In 1812, when Russia was at war with Napoleon, Kochubey was made the head of the Central Committee, which oversaw the joint forces of Russia, Prussia and all German counts against the French army.  Despite his liberalism, Alexander I was suspicious and did not fully trust his subordinates.  Kochubey was no exception – at some point he fell out of the Emperor’s favor and was distanced from him.

In 1819 Kochubey was made head of the Interior Ministry, which was joined with the Ministry of Police.  He placed high hopes on this post, planning to accomplish a wide range of administrative reforms.  He would not achieve them, though.

 

Despite Kochubey’s cautiousness and diplomacy, his views were very different from those of Alexander’s regarding both home and foreign policies.  Besides that, he was not able to recover the trust of the Emperor, which he had lost.  In reality Kochubey simply held a high post, but was not able to exercise his powers.  The crafty game played by his rivals forced Kochubey to resign from his post in 1923.

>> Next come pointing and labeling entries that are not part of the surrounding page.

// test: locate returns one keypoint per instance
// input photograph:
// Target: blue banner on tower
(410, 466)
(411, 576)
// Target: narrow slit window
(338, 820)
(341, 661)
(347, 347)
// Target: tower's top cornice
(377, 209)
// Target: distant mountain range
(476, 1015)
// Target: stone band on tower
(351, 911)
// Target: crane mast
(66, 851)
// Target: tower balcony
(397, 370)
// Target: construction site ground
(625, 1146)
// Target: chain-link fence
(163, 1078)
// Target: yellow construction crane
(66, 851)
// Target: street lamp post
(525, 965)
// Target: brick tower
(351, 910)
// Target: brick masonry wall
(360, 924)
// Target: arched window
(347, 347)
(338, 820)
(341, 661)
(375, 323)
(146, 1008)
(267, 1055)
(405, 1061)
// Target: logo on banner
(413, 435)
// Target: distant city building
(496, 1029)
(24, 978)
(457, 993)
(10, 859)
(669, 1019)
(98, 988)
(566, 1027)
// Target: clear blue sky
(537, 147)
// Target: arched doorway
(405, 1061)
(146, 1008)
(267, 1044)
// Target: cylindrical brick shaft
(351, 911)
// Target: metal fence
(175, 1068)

Under Nicholas I – Imperial Chancellor

However, Kochubey was yet to serve under another Emperor.  As Nicholas I took the throne after the sudden death of his brother, Kochubey was appointed head of the State Council and the Committee of the Ministers. He found himself at the top of the administrative ladder with his old plans unrealized, but this time he elected to steer a cautious course, saving face among his peers and displaying only a shadow of the ambition he once had.

Kochubey was deeply distressed by the situation of the Russian peasantry enslaved by serfdom; he thought it to be one of the greatest evils of his time and country.  However, he was afraid of practical moves, and never pushed the reforms he had in mind for fear of displeasing the Tsars, their courts, and counselors.  Instead, he plunged further into the neutral area of home affairs, even though he understood well that no lasting change was possible without preliminary wide administrative, social, and even political reforms.

Character and legacy

Falling in and out of favor, Kochubey still lasted through 4 Russian Emperors.  He was a man admired by his contemporaries not only for his position, but for his character.  Having spent significant time in Europe, Kochubey looked European, thought in European terms, and had European manners.  According to those who knew him, he was very good-looking and commanded respect at first sight.

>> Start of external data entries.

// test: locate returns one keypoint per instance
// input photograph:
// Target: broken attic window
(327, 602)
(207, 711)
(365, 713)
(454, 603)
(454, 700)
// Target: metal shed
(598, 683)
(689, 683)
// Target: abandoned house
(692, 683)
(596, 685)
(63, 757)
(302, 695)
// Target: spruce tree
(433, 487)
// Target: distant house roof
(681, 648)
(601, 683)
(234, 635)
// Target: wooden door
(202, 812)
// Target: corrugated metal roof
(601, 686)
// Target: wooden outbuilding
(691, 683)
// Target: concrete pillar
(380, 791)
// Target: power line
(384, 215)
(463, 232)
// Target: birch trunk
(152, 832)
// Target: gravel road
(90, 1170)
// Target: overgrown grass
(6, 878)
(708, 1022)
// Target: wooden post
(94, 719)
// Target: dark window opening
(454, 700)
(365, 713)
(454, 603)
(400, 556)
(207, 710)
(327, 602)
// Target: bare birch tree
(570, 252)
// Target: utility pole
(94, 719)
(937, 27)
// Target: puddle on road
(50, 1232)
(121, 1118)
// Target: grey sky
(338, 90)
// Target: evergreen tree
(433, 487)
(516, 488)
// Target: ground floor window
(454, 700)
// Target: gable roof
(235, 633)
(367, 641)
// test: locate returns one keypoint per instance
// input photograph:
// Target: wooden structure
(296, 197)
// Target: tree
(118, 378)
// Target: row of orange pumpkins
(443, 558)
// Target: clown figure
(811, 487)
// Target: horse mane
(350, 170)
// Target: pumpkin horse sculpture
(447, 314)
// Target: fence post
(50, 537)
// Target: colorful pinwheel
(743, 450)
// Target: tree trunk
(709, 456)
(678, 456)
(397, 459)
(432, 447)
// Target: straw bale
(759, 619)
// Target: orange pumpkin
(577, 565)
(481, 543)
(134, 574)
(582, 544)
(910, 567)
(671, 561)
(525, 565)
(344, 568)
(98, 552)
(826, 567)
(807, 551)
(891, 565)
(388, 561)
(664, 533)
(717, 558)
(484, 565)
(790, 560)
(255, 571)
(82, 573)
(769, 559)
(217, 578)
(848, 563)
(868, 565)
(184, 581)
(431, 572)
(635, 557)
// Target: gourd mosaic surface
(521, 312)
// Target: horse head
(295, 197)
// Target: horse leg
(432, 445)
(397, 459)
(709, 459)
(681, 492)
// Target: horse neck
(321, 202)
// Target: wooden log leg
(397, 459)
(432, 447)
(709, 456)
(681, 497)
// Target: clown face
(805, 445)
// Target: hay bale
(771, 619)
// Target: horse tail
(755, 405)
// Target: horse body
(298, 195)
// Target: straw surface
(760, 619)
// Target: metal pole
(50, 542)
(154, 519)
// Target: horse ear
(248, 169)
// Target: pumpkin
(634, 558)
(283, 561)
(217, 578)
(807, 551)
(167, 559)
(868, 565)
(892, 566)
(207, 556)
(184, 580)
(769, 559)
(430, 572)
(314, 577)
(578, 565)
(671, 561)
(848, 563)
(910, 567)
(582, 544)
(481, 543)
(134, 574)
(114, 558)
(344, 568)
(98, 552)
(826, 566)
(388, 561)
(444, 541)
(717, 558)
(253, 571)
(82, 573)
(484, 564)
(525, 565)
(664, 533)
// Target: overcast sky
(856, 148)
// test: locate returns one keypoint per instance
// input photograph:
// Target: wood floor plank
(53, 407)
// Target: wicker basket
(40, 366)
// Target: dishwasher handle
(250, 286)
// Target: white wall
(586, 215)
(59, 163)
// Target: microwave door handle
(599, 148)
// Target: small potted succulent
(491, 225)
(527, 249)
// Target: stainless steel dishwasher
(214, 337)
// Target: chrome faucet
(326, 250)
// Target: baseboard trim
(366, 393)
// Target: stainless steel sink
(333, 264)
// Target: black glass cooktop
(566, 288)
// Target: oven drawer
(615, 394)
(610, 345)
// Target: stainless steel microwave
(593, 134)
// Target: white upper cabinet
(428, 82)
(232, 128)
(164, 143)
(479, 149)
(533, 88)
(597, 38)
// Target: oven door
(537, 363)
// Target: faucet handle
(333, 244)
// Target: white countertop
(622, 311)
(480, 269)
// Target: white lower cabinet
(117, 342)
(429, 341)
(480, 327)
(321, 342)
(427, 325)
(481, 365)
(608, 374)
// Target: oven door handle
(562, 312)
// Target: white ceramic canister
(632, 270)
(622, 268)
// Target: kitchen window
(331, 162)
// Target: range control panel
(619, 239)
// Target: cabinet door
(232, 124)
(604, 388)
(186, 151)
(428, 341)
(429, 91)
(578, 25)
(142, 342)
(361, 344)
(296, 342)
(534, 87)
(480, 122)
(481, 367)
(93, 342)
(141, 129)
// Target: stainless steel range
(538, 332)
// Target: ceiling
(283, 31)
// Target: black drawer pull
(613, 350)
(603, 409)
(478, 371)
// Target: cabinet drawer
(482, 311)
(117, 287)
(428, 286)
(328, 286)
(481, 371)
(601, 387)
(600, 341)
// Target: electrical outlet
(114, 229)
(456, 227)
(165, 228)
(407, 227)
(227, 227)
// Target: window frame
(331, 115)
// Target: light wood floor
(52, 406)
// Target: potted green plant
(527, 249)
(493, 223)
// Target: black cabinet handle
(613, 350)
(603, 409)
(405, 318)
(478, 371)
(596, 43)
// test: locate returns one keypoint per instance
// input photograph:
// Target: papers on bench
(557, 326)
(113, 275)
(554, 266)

However, he had his weaknesses, too – such as a thirst for promotions and rewards, especially of the monetary kind, which he needed to be able to afford an extravagant lifestyle and a large family.  He married Maria Vasilchikova, the daughter of Tsar’s chamberlain and had five children with her.

Kochubey was awarded the title of Prince in 1831, and in 1834, a month and a half before his death he was made Imperial Chancellor of Internal Affairs.  His figure is among the 129 greatest people in the history of Russia, portrayed on a monument in Velikiy Novgorod, which was erected in 1862 to commemorate the 1000th Anniversary of Russia.